Dass ich mit meiner Familie, meinem riesigen Hund und vier Katzen in meinem Mini Cooper Countryman fliehen muss. Aber plötzlich sind die Katzen weg, und dann fehlen auch unsere Pässe, und im Traum wird alles zu einer grosse Verzweiflung.

Was hat Russlands Krieg in der Ukraine auch Polen genommen?

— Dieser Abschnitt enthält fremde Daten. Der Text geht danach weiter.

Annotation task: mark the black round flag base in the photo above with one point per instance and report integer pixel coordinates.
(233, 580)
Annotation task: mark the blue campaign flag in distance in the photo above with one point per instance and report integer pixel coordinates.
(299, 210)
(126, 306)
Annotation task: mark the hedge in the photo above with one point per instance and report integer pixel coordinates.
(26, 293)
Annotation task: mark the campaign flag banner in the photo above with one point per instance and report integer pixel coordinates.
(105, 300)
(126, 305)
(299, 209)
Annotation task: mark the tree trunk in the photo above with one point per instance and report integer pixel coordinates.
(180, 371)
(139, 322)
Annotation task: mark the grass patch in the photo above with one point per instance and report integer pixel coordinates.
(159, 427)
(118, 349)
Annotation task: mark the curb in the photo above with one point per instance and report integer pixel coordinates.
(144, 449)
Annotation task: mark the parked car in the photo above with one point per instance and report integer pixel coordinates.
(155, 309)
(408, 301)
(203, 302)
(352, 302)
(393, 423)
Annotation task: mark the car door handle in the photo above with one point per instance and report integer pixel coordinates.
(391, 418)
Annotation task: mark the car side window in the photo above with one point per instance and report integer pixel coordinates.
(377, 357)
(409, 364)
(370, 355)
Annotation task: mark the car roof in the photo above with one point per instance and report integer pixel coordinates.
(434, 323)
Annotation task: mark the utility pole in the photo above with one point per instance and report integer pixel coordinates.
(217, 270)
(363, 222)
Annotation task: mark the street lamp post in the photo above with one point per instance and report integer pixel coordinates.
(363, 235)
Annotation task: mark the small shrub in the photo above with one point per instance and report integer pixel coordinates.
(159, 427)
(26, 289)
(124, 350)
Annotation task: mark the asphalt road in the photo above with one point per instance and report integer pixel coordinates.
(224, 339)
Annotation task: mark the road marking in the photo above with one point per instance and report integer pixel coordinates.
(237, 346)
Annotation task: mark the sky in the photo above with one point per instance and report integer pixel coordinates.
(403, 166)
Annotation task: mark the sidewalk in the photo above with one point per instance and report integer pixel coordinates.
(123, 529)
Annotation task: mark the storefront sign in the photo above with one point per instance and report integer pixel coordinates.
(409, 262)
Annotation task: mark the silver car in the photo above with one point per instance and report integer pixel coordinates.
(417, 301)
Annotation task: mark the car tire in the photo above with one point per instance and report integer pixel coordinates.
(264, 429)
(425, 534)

Mein Erwachsensein begann, als der Kommunismus in Polen zusammenbrach. Das war die beste Zeit überhaupt: Die Welt öffnete sich, vieles war möglich, und das Leben wurde grösser. Es lag diese brodelnde Hoffnung in der Luft. Plötzlich waren alle Bibliotheken der Welt für mich offen. Ich konnte einfach hingehen und studieren. Die politische und wirtschaftliche Lage in Polen ist heute natürlich viel besser als damals. Aber dieses Gefühl der Zuversicht ist verschwunden.